1902-1974
Young Woman in Rome
Ref: 2405
Signed l.r.: Reginald Brill and with a label in the artist’s hand (verso)
Tempera on panel, 12 by 18 ins (30.5 by 46 cm)
Provenance: acquired by the previous owner from the Phoenix Gallery, Lavenham
Exhibited: London, Royal Academy, 1931, no.895
There is a label on the back of the present painting in Brill’s hand:
“Painted in Rome in 1929. The building in the background is the Villa Guilia as seen from the British School at Rome. On the right are two Italian Army officers in the uniform then worn.”

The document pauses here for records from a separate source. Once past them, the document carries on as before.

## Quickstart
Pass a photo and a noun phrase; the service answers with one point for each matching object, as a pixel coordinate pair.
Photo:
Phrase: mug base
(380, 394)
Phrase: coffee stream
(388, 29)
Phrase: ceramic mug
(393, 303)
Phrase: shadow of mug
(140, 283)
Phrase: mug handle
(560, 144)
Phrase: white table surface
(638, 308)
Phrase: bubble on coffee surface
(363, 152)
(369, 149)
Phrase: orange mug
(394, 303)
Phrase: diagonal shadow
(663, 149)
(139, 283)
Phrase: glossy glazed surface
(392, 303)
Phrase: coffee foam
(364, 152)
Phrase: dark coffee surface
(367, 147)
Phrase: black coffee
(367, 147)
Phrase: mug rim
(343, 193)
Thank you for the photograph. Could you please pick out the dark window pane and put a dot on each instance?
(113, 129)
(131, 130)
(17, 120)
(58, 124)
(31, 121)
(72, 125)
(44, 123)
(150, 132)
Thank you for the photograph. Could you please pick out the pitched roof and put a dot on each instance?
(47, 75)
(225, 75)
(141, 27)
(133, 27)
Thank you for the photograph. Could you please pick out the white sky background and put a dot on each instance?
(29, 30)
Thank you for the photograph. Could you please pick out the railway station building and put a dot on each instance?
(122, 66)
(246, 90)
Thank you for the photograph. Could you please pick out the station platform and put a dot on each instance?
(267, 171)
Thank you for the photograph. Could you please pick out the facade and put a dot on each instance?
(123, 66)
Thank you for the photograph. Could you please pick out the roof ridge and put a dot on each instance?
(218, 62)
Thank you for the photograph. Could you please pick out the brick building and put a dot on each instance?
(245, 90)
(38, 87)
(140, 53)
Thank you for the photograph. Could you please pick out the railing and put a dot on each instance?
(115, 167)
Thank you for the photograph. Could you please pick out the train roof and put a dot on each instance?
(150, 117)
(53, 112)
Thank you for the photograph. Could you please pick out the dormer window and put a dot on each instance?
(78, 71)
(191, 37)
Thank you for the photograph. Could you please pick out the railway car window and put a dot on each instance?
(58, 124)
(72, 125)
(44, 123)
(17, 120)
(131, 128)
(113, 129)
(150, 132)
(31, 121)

Young Woman in Rome is one of Brill’s very few surviving works painted during his time as a Rome Scholar in the late 1920s, having re-surfaced from a private collection nearly a decade ago. The sitter is probably Brill’s wife Rosalie who was also an artist and came out to Italy with him. The portrait is an extraordinary testament to Brill’s precocious talent as an artist and to the very particular style of winners of the Prix de Rome in the 1920s. Typical of works in this tradition, this portrait takes elements of fifteenth century Italian portraiture (particularly the work of Piero Della Francesca) and transforms it into a work that nevertheless could only have been painted in the early part of the twentieth century. The painting was the first work that Brill exhibited at the Royal Academy, two years later in 1931.